Of course, as the price goes down, that’s when the time to invest gets more intelligent because long-term returns are dominated by two variables in addition to the dividend payout: your starting earnings yield and the future earnings per share growth. You want those two figures to be as high as possible. When the S&P 500 falls 50%, you are usually doubling your earnings yield (unless profits are actually declining like the 1930s bear market, 1973-1974 market, or the banking sector in 2008-2009) when you make a new purchase. And usually, the long-term growth prospects of the S&P 500 stay more or less the same (six percentage points above the rate of inflation).
What is the best defense against allowing yourself to become one of those people that participate in the same cycle of buying high and selling low that seems to be gently starting to unfold again right now? Know what you own and why. Speaking strictly about the long-term prospects for American businesses, the future is very bright. S&P 500 companies are earning very nice profits relative to the amount of capital they invest, and they are also possessing the ability to give you 2% or so in dividends while also reducing the share count by 2-3% as well. Ask yourself the question: “How could I deal with seeing every $1,000 I invest turn into $700, every $10,000 into $7,000, every $100,000 into $70,000 and not bat an eye?”

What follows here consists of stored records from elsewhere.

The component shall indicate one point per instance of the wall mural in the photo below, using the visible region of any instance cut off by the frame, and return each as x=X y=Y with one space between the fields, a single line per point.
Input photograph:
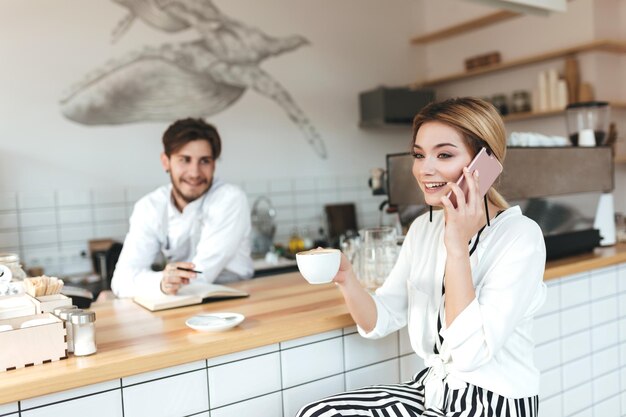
x=197 y=78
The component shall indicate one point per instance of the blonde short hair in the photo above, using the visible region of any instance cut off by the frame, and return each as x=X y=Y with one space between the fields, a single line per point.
x=479 y=124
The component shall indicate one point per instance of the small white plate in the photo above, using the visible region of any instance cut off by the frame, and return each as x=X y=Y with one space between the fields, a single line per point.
x=214 y=322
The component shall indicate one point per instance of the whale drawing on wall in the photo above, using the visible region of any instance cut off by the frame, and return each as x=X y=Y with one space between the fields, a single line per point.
x=197 y=78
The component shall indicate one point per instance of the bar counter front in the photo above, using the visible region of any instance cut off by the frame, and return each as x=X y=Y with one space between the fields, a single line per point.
x=297 y=343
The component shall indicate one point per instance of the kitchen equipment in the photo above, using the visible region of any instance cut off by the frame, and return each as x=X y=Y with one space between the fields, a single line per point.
x=588 y=119
x=263 y=226
x=373 y=254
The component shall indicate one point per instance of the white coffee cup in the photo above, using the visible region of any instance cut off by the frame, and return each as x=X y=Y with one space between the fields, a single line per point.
x=319 y=266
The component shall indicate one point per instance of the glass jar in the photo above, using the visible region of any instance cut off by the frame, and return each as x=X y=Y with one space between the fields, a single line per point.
x=16 y=274
x=84 y=330
x=65 y=314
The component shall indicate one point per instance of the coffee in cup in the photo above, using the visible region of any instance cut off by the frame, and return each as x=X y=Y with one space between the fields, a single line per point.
x=319 y=266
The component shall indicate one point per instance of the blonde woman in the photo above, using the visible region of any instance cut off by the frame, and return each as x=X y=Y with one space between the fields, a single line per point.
x=467 y=283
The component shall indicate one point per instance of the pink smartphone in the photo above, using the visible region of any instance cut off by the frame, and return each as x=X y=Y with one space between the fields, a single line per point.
x=488 y=168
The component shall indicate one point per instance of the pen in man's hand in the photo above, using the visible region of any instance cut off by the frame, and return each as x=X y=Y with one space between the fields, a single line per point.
x=188 y=270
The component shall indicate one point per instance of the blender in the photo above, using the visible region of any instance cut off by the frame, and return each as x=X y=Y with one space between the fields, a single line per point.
x=588 y=122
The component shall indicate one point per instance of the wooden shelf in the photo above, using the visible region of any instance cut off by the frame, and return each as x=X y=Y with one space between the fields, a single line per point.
x=466 y=26
x=515 y=117
x=605 y=45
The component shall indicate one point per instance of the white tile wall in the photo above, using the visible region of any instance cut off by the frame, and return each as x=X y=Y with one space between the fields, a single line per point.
x=12 y=408
x=178 y=395
x=237 y=381
x=107 y=404
x=265 y=406
x=76 y=216
x=296 y=397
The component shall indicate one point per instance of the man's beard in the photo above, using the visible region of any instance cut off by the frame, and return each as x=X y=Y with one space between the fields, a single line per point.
x=187 y=198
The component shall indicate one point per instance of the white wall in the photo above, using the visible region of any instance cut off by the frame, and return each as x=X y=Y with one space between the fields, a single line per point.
x=585 y=21
x=47 y=46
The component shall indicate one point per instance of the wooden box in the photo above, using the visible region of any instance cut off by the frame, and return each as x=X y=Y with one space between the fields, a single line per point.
x=33 y=345
x=47 y=303
x=16 y=306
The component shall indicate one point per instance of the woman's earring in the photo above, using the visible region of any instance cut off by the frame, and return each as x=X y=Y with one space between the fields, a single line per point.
x=487 y=211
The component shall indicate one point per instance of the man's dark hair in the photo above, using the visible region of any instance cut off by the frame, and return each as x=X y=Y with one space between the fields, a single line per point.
x=183 y=131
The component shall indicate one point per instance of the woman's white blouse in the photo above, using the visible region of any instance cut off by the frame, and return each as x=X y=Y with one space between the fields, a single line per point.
x=490 y=343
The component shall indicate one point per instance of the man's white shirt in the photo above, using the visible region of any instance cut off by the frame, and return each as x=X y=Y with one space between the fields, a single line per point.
x=213 y=232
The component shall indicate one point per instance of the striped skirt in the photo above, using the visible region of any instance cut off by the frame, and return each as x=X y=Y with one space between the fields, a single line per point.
x=407 y=400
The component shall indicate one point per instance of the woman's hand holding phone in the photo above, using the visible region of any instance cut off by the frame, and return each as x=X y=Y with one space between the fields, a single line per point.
x=465 y=219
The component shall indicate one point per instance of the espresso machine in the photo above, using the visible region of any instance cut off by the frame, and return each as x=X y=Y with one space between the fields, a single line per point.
x=566 y=190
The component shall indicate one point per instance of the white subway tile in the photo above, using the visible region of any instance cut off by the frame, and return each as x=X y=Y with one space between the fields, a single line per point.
x=107 y=404
x=35 y=199
x=237 y=356
x=134 y=194
x=104 y=214
x=381 y=373
x=256 y=187
x=8 y=408
x=71 y=233
x=68 y=394
x=587 y=412
x=111 y=230
x=604 y=336
x=75 y=215
x=604 y=310
x=610 y=407
x=621 y=278
x=304 y=184
x=405 y=341
x=9 y=239
x=108 y=195
x=553 y=301
x=622 y=331
x=576 y=372
x=281 y=186
x=310 y=339
x=606 y=386
x=575 y=291
x=410 y=365
x=39 y=236
x=238 y=381
x=163 y=373
x=8 y=200
x=310 y=362
x=282 y=200
x=551 y=407
x=546 y=328
x=551 y=383
x=8 y=221
x=174 y=396
x=38 y=218
x=73 y=198
x=308 y=200
x=266 y=406
x=575 y=319
x=548 y=355
x=576 y=346
x=605 y=361
x=577 y=399
x=297 y=397
x=603 y=282
x=326 y=183
x=359 y=351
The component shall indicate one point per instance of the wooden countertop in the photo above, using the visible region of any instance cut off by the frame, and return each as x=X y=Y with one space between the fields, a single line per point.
x=132 y=340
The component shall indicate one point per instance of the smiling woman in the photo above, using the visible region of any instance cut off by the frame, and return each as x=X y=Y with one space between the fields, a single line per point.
x=467 y=284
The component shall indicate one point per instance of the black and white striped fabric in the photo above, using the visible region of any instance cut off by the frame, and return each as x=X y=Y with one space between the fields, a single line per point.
x=408 y=399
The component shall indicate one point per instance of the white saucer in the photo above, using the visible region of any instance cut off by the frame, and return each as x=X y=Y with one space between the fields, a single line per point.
x=211 y=322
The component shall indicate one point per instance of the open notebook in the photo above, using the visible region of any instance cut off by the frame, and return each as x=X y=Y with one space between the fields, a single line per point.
x=195 y=293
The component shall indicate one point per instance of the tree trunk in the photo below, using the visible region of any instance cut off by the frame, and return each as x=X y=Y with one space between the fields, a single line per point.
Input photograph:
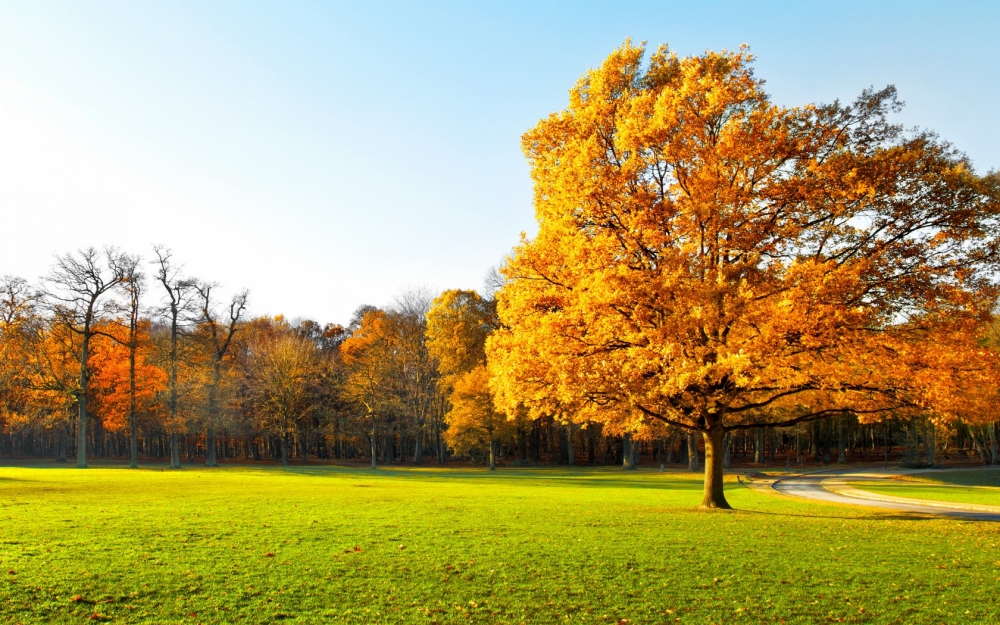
x=628 y=460
x=929 y=441
x=133 y=453
x=841 y=455
x=693 y=454
x=670 y=450
x=175 y=451
x=993 y=443
x=418 y=447
x=714 y=495
x=81 y=402
x=570 y=460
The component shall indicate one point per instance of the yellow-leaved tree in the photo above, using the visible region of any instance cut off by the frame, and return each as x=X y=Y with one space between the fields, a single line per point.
x=713 y=261
x=458 y=325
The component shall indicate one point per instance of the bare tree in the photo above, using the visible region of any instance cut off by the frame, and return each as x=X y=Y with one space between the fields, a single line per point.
x=133 y=285
x=77 y=288
x=417 y=370
x=218 y=329
x=178 y=291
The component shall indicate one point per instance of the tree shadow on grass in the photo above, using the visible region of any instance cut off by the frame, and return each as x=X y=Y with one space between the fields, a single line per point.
x=598 y=477
x=860 y=517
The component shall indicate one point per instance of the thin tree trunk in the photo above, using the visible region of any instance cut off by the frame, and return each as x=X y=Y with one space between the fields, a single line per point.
x=693 y=454
x=628 y=460
x=841 y=455
x=570 y=460
x=175 y=451
x=374 y=457
x=673 y=443
x=929 y=441
x=81 y=431
x=714 y=496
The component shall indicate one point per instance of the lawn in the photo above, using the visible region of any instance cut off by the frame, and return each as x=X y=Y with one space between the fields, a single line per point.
x=344 y=545
x=975 y=486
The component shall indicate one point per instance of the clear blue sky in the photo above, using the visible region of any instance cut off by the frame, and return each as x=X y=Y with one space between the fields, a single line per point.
x=326 y=155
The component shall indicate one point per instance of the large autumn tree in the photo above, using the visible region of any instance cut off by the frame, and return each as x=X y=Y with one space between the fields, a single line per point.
x=711 y=260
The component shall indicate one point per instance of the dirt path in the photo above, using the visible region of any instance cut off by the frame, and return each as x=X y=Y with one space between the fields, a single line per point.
x=834 y=487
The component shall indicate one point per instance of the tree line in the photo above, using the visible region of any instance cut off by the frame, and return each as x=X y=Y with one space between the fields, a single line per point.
x=711 y=272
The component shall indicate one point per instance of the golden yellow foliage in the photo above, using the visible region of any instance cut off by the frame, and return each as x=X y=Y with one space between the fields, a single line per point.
x=710 y=260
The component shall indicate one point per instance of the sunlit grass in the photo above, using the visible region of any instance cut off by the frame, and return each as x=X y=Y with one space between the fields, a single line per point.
x=313 y=545
x=975 y=486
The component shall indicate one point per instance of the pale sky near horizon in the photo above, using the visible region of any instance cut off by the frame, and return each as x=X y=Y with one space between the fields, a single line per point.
x=326 y=155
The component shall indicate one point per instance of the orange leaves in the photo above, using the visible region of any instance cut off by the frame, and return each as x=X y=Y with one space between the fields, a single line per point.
x=109 y=380
x=716 y=259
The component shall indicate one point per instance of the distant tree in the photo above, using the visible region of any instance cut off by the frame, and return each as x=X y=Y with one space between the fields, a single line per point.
x=371 y=382
x=78 y=290
x=458 y=325
x=417 y=370
x=216 y=331
x=286 y=371
x=715 y=262
x=177 y=306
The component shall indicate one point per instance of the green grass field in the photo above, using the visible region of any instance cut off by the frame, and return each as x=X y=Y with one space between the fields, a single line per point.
x=976 y=486
x=338 y=545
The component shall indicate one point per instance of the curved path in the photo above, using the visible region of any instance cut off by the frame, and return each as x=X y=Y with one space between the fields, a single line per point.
x=833 y=487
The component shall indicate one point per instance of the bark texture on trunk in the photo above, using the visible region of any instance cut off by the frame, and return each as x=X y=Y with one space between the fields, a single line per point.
x=714 y=496
x=929 y=442
x=570 y=460
x=841 y=443
x=210 y=457
x=175 y=452
x=628 y=459
x=693 y=453
x=81 y=426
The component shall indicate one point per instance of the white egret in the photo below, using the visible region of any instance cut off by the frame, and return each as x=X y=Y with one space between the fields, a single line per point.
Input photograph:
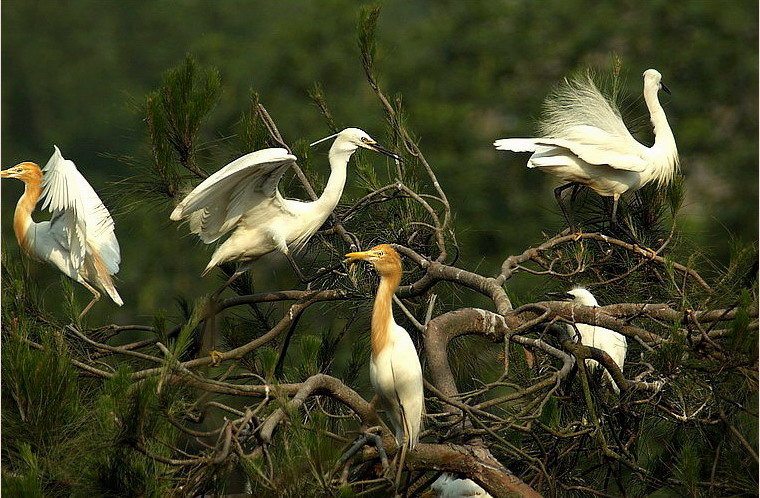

Everyone has their own way they can play this to their advantage—my advantage is that, even though I do write about money all the time, I don’t take it all that seriously. If money gets lost, I can always do something to make it back up: it’s a fun task for me to make that happen. I’m wired that way because my dad got it into my head early on that you shouldn’t let money trouble affect your mood—you should save your grief for things like burying a child or a failed marriage—things you can recover from, but never truly be the same. The key is to think prospectively—think proactively. Swings in stock prices are inevitable, and if you have a plan in place ahead of time, then weirdly enough—those 30% declines are tinged with an almost welcome feeling because you get the opportunity for your preparation to pay off. Preparation, accompanied by an honest internal reflection about what you can and cannot handle, is the best way to insulate yourself from the periods of economic darkness.